A quick history lesson
In the aftermath of the Civil War, Congress adopted a trio of Constitutional amendments granting full citizenship to four million former slaves.
The 13th banned slavery. The 14th granted them equal protection under the law. The 15th gave the former slaves the right to vote.
For the amendments to become part of the Constitution, three quarters of the states had to ratify them, and the Northern states did so. But, to reach that mark, they needed the approval of some Southern states. The leaders complied and soon enacted the Jim Crow laws to restrict the votes of former slaves and their relatives.
The 14th also punished the former rebel leaders by banning them from public office. Later many were pardoned. OK, it has been 156 years since the Civil War ended. Why is this important today? Because since Jan. 6, the word insurrection has recently come into common usage. And the 14th amendment keys on the word “insurrection.”
Here is what Section 3 says:
“No person shall be a Senator or Representative in Congress, or elector of President and Vice President, or hold any office, civil or military, under the United States, or under any state, who, having previously taken an oath, as a member of Congress, or as an officer of the United States, or as a member of any state legislature, or as an executive or judicial officer of any state, to support the Constitution of the United States, shall have engaged in insurrection or rebellion against the same, or given aid or comfort to the enemies thereof.”
Was the Jan. 6 attack on the Capitol an insurrection?
If so, what does this mean for the former president and members of Congress who support and praise the attempted takeover as just a tourist visit? Did their actions give “aid and comfort” to the insurrectionists? Could their actions bar them from public office?
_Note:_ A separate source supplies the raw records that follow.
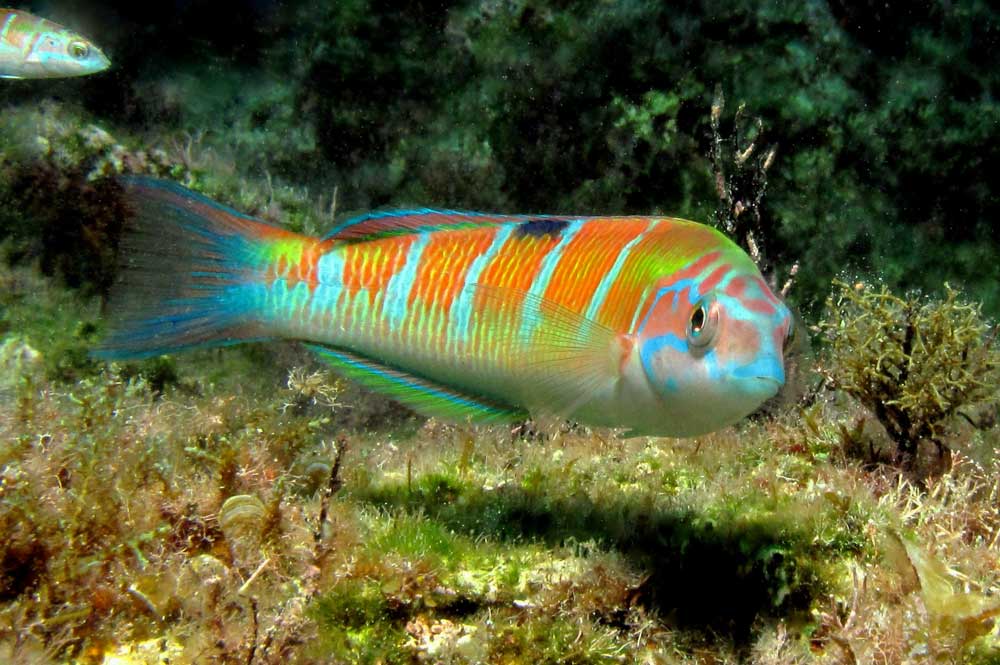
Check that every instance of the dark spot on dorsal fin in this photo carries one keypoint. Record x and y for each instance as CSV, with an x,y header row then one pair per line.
x,y
542,227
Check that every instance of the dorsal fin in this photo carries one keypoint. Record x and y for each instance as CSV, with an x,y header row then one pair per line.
x,y
373,225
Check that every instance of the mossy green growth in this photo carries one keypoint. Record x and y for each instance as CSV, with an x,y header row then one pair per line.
x,y
354,622
915,363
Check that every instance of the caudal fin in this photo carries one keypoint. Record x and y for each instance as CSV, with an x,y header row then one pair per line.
x,y
187,273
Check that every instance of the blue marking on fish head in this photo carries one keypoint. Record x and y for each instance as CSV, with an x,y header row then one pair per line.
x,y
712,356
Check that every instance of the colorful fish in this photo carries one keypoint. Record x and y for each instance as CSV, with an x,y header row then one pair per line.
x,y
659,325
32,47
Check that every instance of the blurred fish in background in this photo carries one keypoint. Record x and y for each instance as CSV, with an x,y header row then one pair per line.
x,y
32,47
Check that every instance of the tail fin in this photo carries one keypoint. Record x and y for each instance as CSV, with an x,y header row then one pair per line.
x,y
186,273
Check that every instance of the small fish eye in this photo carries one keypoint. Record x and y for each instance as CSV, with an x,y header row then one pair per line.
x,y
703,325
697,320
79,50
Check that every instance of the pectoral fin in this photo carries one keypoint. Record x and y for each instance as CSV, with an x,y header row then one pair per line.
x,y
570,358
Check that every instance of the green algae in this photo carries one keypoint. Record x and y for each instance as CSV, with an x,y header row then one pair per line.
x,y
446,543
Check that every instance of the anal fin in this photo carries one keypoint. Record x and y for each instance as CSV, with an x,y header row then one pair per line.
x,y
422,395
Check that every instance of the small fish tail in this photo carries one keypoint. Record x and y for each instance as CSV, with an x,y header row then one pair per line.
x,y
189,274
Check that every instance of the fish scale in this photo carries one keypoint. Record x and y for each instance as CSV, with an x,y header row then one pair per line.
x,y
655,324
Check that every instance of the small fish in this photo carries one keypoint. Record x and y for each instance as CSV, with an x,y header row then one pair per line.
x,y
654,324
32,47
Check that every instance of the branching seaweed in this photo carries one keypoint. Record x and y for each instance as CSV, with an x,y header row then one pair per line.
x,y
914,363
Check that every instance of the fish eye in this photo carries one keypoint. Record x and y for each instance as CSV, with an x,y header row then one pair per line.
x,y
79,50
703,324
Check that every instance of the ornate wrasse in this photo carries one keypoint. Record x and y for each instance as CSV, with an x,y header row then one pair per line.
x,y
33,47
659,325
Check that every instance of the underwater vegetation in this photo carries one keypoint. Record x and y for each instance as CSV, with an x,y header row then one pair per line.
x,y
217,518
916,364
245,505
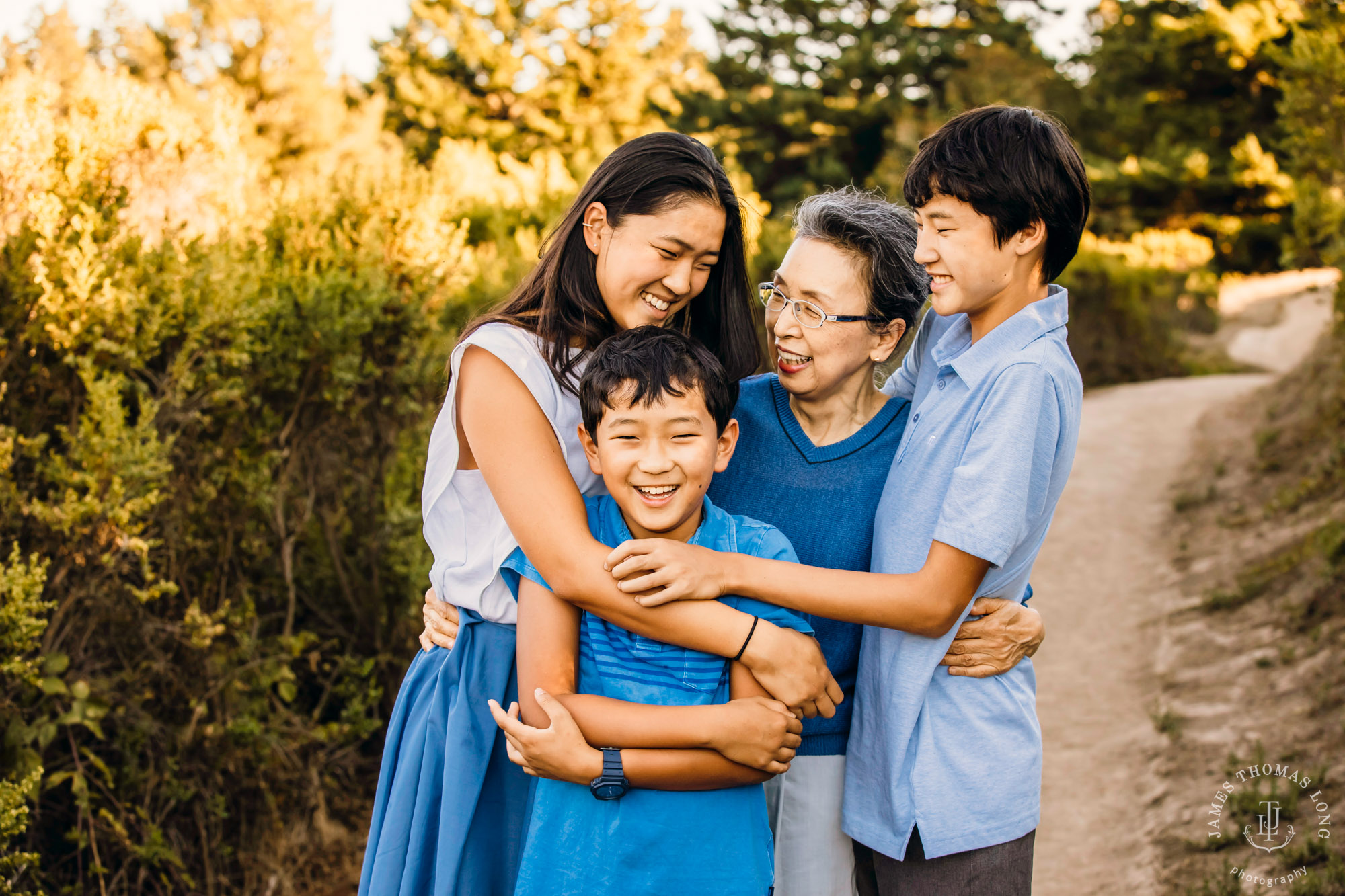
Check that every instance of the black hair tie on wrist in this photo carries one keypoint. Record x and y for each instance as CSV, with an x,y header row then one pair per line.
x,y
751,631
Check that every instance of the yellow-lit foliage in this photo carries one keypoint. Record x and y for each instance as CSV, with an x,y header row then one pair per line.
x,y
1155,248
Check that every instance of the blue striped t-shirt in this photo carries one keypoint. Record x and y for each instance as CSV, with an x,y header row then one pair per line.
x,y
652,841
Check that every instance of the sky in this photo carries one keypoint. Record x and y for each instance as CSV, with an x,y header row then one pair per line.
x,y
358,22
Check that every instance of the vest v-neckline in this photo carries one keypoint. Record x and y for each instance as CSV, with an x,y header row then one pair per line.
x,y
822,454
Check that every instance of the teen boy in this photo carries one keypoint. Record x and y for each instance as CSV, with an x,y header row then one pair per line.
x,y
944,774
657,425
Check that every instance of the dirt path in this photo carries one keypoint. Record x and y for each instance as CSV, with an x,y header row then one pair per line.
x,y
1104,579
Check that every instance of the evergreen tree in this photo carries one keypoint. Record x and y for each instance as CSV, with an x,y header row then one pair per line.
x,y
812,89
1179,122
1313,115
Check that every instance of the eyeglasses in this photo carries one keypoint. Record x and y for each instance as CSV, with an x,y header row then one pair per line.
x,y
805,313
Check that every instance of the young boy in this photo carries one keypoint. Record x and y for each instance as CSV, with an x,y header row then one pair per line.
x,y
944,775
657,425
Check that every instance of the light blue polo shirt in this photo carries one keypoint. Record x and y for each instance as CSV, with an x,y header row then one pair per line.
x,y
981,467
650,841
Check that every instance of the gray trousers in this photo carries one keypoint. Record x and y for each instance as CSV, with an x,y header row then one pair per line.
x,y
813,857
1004,869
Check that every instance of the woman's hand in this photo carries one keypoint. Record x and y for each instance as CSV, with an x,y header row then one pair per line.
x,y
558,751
440,623
997,642
657,571
758,732
792,666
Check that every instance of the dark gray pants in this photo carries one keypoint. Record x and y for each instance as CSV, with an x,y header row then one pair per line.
x,y
1004,869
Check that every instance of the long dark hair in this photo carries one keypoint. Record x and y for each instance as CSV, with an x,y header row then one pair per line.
x,y
560,300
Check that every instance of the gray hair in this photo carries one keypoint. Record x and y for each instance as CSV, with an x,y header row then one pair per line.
x,y
882,236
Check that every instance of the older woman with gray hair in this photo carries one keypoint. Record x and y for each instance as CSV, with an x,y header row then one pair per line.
x,y
817,443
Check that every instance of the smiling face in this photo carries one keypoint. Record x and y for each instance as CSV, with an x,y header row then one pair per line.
x,y
652,267
970,274
657,462
818,362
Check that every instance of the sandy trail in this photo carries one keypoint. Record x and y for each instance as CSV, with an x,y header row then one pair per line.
x,y
1102,580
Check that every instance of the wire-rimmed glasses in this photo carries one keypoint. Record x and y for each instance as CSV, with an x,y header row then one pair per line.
x,y
806,313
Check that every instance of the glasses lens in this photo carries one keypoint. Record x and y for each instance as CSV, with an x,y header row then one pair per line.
x,y
809,314
771,296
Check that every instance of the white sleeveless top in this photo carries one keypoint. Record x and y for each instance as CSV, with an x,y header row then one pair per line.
x,y
463,524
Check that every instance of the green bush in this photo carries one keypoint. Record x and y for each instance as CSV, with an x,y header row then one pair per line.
x,y
1126,321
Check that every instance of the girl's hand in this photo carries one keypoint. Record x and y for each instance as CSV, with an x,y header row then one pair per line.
x,y
792,666
758,732
559,751
997,642
658,571
440,623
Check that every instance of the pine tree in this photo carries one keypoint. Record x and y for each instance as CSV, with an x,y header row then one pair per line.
x,y
1179,120
812,89
1313,115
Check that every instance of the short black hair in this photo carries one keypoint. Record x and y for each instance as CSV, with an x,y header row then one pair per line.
x,y
1013,166
882,236
660,361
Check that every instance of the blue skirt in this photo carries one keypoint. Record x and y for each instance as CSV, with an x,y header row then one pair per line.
x,y
451,809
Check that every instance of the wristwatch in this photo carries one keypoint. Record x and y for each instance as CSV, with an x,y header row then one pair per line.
x,y
613,783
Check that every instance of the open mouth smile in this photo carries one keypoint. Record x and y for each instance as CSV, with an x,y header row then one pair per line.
x,y
656,495
654,302
792,362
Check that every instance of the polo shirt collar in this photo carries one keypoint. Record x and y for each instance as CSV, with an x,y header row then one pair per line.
x,y
715,532
976,361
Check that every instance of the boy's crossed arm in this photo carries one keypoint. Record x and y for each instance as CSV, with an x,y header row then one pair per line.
x,y
744,741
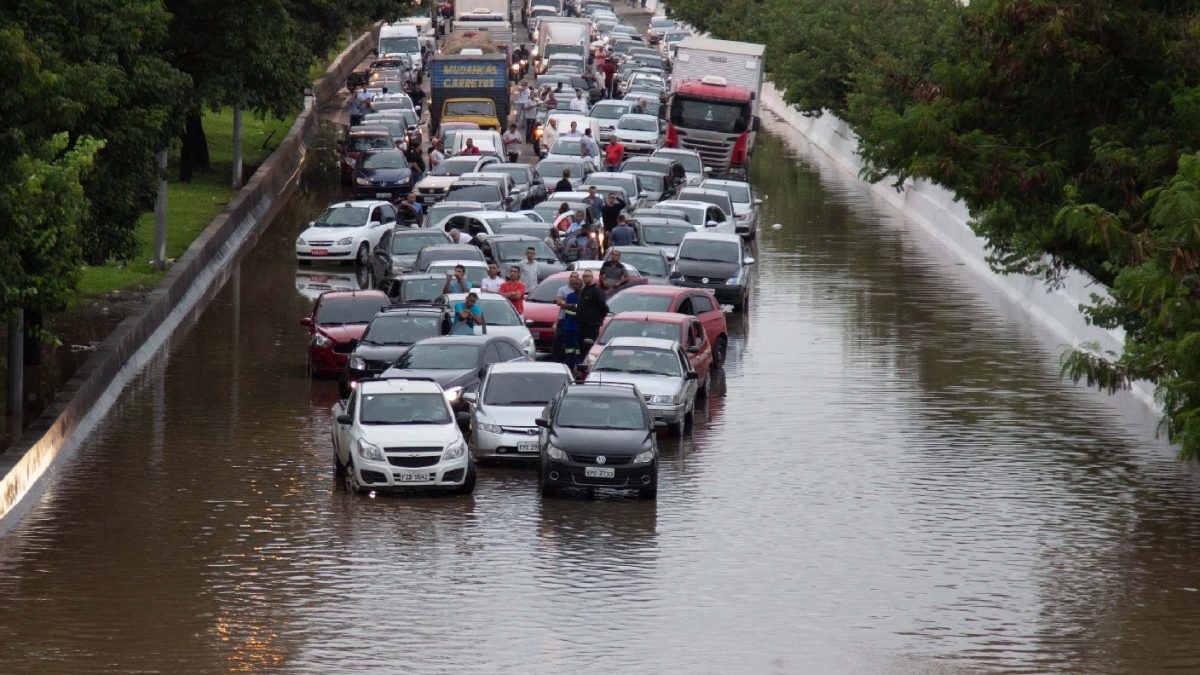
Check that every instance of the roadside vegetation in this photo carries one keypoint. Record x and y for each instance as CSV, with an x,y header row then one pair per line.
x,y
1071,130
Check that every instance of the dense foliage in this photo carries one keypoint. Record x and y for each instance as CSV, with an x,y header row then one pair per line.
x,y
94,88
1069,130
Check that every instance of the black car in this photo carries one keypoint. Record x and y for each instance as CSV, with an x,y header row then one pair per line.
x,y
413,288
397,249
388,336
599,436
456,362
383,174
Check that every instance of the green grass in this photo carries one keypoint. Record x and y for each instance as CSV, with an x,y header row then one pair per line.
x,y
190,205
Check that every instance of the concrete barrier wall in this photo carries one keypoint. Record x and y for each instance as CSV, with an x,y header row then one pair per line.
x,y
939,213
84,400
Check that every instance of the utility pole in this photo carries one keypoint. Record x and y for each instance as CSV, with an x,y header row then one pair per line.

The dictionary says an insurrection is: “a violent uprising against an authority or government.”
I am not qualified to lay out a legal case for or against its application. After all, I am a scribbler, not a legal scholar.
So I looked for someone who studies these things and called Andrew Rudalevige, the chair of the Bowdoin College Government and Legal Studies department, and asked him if the 14th amendment might apply today.
Interesting question, he said and he put the phone down for a moment to pull out his copy of the Constitution. He thought about it for a minute, then said the answer was maybe yes, and probably no.
“To disqualify someone from office based upon the third part of the 14th would turn on the word insurrection. That might apply to the Qanon Shaman,” he said.
But would it cover their supporters, like Marjorie Taylor Greene and other members of Congress?
“Probably not,” he said. “You would have to prove the Jan. 6 event was an insurrection, and I suppose you would have to prove they were guilty of treason to disqualify them,” he said.
But the professor said the second section of the 14th might come into play in the current political climate which has seen southern Republican legislators enact laws narrowing the way elections are held.
The 14th says in part: “But when the right to vote at any election for the choice of electors for President and Vice President of the United States, Representatives in Congress, the executive and judicial officers of a state, or the members of the legislature thereof, is denied to any of the male inhabitants of such state, being twenty-one years of age, and citizens of the United States, or in any way abridged, except for participation in rebellion, or other crime, the basis of representation therein shall be reduced in the proportion which the number of such male citizens shall bear to the whole number of male citizens twenty-one years of age in such state.”
Rudalevige said the word “abridge” might be the key to this part of the discussion. He said it is hardly a secret what the new voting restrictions are targeting. But do the recently enacted laws abridge the right to vote?
One definition of the word abridge is diminish. Do the new voting laws “diminish” the voting rights of some citizens?
“This question is and will become part of the political debate,” said Rudalevige.
When you ask a question, sometimes you don’t get an answer. You get another question.
As we near the start of the 2022 political season, we are still arguing over 2020. In quiet conference rooms, over the kitchen table, and in back rooms, the arguments, nasty insults and bad jokes are still flying.